A LEGAL ruling giving a student on a modular university course the right to income support could cost the government millions of pounds in housing benefit claims.
Appeal court judges ruled in July that Anthony Webber, 24, a student at Oxford Brookes University, should be entitled to social security because his course was flexible rather than full-time. Full-time students cannot claim benefits, part-time students can.
Thousands of other modular students arriving for the start of the academic year have realised this could clear the way for them to claim housing benefit.
Oxford City Council has already received more than 2,000 claim forms, which are arriving at the rate of 500 per day.
The cost in Oxford alone could reach Pounds 7 million, 95 per cent of which will have to be met by central government.

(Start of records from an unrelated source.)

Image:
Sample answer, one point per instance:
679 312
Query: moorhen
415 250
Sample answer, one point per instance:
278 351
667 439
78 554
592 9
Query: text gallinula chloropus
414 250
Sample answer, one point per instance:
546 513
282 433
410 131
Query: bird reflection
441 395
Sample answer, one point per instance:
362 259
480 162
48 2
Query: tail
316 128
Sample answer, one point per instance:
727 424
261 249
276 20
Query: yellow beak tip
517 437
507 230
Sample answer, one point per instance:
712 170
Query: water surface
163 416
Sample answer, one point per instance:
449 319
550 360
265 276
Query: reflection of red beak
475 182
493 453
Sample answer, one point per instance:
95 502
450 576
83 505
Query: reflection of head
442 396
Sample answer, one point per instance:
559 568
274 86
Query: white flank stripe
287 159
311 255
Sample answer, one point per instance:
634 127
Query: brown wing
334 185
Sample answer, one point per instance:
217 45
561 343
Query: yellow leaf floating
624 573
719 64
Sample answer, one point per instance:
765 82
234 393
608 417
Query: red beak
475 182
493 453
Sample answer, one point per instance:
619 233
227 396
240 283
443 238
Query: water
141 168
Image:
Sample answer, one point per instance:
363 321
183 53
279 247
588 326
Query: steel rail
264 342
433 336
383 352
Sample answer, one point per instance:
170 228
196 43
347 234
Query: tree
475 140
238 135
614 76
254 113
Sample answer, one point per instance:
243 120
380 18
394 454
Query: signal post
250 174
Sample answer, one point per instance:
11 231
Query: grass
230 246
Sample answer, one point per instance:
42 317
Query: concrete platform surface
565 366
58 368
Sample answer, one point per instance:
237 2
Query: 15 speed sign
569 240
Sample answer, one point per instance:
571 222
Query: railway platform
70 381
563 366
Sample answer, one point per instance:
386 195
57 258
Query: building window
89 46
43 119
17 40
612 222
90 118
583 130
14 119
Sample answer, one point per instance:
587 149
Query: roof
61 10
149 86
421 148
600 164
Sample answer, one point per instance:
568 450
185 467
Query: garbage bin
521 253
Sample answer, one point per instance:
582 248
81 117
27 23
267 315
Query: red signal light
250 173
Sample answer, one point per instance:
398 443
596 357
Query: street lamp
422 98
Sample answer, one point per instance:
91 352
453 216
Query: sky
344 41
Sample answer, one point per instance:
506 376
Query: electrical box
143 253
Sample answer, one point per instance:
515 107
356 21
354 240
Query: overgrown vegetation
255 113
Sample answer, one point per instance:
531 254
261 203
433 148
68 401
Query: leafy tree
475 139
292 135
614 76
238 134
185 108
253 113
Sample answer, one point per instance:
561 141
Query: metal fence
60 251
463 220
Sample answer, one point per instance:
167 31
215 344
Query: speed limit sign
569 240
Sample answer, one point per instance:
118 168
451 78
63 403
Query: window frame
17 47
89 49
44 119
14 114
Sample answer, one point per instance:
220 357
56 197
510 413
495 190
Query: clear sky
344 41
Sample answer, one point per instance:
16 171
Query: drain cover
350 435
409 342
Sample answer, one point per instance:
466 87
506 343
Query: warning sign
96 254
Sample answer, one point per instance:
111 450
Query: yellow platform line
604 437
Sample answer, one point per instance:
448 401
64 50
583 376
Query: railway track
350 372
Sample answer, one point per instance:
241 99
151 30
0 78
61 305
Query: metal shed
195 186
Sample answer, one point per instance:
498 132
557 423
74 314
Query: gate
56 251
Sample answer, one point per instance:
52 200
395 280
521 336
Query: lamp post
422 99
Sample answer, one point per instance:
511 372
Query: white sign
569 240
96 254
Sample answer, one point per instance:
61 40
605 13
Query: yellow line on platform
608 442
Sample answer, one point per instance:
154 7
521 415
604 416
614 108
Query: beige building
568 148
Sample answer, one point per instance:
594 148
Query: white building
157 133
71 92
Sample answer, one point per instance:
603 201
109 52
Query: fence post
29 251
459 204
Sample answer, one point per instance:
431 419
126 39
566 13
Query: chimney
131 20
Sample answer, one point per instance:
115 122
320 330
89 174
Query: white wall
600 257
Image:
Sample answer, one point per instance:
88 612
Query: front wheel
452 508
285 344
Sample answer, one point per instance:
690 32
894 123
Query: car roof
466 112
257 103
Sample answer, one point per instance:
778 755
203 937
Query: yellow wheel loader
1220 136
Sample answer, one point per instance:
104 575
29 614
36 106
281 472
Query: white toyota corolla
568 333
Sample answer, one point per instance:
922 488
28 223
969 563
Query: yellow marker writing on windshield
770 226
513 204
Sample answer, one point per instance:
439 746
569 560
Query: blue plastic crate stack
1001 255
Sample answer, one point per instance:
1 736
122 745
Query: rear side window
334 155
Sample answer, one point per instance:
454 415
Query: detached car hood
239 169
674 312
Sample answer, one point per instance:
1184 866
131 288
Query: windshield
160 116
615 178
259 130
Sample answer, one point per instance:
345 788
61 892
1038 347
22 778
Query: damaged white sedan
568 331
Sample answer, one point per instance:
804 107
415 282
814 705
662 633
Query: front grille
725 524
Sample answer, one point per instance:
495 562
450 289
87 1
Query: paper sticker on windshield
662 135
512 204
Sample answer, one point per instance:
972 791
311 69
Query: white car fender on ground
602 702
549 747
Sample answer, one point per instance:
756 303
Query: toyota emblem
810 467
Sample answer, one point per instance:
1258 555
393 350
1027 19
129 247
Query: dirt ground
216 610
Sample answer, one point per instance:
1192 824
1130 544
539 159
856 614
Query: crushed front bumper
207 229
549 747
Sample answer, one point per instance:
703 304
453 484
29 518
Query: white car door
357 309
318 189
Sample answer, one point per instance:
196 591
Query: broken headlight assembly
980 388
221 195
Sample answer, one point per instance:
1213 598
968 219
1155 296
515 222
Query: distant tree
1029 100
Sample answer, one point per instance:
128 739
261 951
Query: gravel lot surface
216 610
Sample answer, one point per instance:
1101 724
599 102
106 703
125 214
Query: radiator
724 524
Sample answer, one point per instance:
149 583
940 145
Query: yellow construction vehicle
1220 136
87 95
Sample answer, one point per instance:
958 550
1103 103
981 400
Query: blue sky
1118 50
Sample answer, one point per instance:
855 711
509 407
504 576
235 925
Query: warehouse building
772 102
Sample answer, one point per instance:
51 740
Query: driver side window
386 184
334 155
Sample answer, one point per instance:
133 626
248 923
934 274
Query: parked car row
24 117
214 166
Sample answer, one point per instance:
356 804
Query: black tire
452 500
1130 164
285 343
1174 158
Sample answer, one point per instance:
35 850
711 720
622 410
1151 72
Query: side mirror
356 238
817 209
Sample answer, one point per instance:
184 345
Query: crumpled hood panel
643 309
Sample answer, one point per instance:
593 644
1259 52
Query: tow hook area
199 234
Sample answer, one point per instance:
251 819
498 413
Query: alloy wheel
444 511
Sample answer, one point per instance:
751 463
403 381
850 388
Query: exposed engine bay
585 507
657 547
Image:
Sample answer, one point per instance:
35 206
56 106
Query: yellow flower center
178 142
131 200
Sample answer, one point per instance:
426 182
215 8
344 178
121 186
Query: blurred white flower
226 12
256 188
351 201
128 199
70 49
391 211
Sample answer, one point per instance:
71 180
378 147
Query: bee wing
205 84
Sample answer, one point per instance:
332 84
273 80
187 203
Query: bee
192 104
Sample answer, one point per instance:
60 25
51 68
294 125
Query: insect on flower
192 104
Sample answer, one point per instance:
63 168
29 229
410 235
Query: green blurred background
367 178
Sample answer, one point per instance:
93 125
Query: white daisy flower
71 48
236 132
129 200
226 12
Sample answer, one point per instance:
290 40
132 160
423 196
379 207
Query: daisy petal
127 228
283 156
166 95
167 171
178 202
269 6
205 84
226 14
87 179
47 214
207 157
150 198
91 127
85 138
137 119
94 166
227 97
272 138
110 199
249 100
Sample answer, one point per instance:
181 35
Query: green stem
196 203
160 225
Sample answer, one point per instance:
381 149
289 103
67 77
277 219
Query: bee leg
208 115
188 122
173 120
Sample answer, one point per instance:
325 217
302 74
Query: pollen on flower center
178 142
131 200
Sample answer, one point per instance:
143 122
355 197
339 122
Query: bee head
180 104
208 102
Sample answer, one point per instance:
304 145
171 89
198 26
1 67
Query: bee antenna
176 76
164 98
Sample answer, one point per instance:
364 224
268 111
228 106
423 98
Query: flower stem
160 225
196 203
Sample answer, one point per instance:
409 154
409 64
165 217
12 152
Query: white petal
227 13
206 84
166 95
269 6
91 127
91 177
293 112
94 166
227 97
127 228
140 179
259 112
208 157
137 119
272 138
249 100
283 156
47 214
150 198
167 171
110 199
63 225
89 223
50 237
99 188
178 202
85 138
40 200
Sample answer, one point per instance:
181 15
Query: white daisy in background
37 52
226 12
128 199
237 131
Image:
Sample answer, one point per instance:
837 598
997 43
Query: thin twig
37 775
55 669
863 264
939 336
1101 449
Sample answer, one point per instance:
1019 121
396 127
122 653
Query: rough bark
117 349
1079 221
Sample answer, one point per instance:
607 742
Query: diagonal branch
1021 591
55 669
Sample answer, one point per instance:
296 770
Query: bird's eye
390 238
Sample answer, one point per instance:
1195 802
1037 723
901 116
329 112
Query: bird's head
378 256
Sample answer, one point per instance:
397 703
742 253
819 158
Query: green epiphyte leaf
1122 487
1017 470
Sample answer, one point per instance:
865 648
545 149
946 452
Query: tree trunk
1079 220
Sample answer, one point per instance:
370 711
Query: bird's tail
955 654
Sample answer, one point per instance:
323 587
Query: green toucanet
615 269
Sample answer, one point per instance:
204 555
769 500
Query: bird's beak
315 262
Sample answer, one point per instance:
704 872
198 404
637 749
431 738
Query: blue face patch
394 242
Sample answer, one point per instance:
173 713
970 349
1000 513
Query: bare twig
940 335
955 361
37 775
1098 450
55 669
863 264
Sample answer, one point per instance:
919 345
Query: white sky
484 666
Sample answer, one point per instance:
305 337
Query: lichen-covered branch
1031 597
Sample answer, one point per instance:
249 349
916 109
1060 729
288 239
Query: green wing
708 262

It is not yet clear how the ruling could affect the eligibility of modular students for student loans.
Rabinder Singh, acting for the secretary of state in the Webber case, argued that once a student has started a full-time course, he or she only stops being a student on completion or abandonment of the course or on being dismissed.
But the appeal court judges ruled that "a course which does not require full-time attendance cannot be described as a full-time course". Modular courses allow students to study part-time.
Peter Turville, an officer with Oxfordshire Welfare Rights, which advised Mr Webber, said: "The court's decision has demonstrated that the current benefit rules affecting students are indefensible and unworkable."
A spokesman for the DSS said students on part-time courses (16 hours or less per week) "would normally need to be actively seeking work and willing to give up their course if offered a job" to be eligible for the Jobseekers' Allowance, which replaced income support in October 1996.